Penelope Fitzgerald: Charlotte Mew and Her Friends (1984) Chapter Two – Love between Women:
“Her best friends were sober, hard-working girls. The three Chicks – Elsie, Margaret, and Harriet, from Ealing – seemed set to become teachers. Ethel Oliver was the daughter of Professor Daniel Oliver, the curator of Kew Herbarium, and a friend of Ruskin and the painter Arthur Hughes…”
From ChronicleLive of 14.4.16:
“A name of a Tynesider who became one of the nation’s leading botanists will live on through the planting of a special tree.
This year is the centenary of the death of Daniel Oliver, who was born in Newcastle .
Now North Tyneside Council has planted a lime tree, called Tilia oliveri or Chinese silver lime, which is named after Daniel Oliver.

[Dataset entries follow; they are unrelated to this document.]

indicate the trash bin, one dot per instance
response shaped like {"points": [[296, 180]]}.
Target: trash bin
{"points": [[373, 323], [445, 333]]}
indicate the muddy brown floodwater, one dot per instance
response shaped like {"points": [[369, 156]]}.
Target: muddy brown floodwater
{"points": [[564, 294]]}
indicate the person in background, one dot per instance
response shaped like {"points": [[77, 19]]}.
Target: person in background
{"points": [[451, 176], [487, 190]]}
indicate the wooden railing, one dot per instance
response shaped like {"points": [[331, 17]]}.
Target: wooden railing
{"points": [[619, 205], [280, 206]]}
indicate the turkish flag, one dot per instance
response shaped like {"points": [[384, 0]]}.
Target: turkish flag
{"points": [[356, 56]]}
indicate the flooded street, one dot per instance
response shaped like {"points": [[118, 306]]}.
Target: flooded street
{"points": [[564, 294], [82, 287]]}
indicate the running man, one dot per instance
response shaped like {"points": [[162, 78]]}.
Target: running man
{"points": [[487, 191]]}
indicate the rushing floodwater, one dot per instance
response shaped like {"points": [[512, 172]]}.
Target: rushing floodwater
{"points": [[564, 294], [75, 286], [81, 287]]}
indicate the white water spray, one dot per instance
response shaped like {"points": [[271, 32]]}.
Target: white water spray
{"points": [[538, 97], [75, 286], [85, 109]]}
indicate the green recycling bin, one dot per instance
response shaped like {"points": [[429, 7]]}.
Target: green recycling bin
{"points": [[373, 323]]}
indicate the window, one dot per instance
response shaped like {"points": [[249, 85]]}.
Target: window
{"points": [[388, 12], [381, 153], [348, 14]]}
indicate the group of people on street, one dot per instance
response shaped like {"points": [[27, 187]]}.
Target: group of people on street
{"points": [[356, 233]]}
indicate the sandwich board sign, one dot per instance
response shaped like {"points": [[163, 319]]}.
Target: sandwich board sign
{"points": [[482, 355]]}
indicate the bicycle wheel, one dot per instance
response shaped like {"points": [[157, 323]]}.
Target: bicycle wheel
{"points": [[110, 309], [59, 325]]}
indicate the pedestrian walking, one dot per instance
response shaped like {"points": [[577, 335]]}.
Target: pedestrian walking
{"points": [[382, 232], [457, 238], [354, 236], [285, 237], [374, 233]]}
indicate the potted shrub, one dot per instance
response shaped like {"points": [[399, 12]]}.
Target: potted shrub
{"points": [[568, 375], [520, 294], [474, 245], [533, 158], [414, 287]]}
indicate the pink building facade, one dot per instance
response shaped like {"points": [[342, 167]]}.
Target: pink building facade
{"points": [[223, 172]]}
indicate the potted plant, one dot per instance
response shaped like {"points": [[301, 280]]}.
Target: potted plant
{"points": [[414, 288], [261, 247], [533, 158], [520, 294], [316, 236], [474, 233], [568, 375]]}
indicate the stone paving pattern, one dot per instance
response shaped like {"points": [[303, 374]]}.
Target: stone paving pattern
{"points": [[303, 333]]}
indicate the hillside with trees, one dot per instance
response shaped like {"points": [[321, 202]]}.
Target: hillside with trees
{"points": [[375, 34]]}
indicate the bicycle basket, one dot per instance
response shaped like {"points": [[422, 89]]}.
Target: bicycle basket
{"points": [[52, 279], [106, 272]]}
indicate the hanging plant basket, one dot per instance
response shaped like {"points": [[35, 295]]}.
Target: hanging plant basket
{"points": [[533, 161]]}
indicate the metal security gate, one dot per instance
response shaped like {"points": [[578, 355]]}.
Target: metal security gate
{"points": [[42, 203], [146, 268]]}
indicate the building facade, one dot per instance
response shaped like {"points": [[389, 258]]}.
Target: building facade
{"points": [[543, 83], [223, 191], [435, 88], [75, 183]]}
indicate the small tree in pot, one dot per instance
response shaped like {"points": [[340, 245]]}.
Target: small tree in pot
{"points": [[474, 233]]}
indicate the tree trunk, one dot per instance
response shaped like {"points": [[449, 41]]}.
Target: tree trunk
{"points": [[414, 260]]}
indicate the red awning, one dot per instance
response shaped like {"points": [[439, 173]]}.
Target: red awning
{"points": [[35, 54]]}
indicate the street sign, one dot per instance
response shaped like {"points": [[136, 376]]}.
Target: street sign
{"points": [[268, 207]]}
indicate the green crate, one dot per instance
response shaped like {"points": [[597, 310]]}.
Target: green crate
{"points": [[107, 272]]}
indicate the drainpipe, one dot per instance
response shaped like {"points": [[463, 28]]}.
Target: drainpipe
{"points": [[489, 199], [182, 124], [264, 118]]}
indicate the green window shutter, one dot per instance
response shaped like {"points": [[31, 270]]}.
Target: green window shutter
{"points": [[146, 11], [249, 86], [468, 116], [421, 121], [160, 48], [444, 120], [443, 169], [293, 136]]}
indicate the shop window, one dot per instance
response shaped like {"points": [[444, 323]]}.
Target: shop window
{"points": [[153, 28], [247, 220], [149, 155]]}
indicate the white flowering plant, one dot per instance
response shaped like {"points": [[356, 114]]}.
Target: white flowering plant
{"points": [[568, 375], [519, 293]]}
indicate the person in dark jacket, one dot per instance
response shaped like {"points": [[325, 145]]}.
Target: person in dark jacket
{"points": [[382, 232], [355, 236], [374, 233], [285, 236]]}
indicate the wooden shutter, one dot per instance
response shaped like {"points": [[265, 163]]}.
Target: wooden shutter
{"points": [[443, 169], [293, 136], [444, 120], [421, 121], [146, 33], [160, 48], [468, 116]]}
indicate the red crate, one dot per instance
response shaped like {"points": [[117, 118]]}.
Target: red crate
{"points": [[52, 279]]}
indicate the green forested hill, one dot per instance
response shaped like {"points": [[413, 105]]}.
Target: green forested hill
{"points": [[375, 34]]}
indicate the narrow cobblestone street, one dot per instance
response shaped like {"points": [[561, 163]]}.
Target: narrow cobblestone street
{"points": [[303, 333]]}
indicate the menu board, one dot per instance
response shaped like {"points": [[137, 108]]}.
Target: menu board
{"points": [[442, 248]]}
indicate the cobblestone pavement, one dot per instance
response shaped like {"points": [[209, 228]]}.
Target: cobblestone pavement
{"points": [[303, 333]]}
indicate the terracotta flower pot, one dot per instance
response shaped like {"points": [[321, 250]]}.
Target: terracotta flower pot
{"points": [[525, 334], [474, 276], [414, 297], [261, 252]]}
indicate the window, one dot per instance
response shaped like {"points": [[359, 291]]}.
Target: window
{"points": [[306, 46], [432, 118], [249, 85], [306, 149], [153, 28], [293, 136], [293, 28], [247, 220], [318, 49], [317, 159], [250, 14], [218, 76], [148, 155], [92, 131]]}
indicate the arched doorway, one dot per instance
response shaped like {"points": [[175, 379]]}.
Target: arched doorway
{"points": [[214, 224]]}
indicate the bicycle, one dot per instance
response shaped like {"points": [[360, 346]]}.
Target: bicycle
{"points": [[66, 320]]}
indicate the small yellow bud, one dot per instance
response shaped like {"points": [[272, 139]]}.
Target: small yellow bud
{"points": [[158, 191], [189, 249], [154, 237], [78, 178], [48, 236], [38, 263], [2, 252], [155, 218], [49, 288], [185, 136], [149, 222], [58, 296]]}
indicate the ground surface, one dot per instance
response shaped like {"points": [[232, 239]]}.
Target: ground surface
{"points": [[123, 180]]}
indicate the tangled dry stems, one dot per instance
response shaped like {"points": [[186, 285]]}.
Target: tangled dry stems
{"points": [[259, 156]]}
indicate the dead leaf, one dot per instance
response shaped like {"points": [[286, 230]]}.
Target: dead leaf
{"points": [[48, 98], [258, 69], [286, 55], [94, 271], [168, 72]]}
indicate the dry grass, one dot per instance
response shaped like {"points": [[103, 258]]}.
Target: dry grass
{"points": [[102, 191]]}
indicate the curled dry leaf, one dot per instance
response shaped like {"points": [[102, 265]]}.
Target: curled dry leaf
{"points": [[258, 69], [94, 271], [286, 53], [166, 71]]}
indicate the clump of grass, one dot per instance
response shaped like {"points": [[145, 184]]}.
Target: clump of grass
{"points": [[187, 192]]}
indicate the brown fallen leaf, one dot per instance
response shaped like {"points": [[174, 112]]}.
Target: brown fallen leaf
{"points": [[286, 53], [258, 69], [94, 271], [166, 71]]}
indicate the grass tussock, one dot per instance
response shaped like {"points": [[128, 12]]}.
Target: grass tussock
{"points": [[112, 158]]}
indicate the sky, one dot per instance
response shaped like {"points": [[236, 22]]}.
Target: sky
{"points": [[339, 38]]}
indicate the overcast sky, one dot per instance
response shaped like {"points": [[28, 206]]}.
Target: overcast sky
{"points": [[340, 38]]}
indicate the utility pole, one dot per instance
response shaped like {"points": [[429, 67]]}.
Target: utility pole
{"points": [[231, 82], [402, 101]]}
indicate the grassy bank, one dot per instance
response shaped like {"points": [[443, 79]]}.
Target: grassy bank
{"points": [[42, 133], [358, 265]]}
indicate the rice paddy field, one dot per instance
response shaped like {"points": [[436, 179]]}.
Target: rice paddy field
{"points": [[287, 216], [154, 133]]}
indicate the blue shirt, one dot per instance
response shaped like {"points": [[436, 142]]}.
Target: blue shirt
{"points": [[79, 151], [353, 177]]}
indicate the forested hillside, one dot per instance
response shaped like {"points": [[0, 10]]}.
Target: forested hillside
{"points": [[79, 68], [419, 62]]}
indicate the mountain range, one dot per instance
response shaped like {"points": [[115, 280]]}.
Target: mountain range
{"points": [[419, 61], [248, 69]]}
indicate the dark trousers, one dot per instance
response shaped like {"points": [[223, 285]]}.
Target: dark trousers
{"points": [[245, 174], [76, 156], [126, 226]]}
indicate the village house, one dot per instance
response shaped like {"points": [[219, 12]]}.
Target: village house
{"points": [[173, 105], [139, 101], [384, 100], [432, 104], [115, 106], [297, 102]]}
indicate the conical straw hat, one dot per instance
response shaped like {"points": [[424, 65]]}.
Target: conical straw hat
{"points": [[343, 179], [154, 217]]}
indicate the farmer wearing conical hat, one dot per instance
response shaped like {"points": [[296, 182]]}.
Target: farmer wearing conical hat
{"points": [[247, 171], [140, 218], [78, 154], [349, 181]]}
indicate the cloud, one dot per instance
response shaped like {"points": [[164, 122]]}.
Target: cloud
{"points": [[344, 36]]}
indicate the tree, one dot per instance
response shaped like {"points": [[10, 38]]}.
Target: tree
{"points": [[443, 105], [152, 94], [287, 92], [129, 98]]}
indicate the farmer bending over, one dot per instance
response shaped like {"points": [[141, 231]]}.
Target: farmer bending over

The tree was one of 17 planted from all over the world – including a giant redwood – at the newly-restored Wallsend Parks.
The aim is to gradually improve the variety of trees at the parks over the next 10 years.
Other species which have been planted include Persian ironwood, native to Northern Iran, swamp cypress, native to America, and dawn redwoods, from China.
Daniel Oliver was born in 1830 and by his mid-twenties was making botanical excursions to Ireland and the Aran Isles as well as collecting plants from around the North East.
From 1858 he worked as an assistant at Kew Gardens, London, and was later appointed professor of botany at University College London.
He went on to become the keeper of the Kew herbarium and library in 1864, a position which he held until retirement in 1890.
He produced a book on Kew Gardens and was made a fellow of the Royal and Linnean Societies, also receiving medals from both.
His other books included Lessons in Elementary Botany (1864), three volumes of the Flora of Tropical Africa (1868-1877) and Illustrations of the Principal Natural Orders of the Vegetable Kingdom (1874).”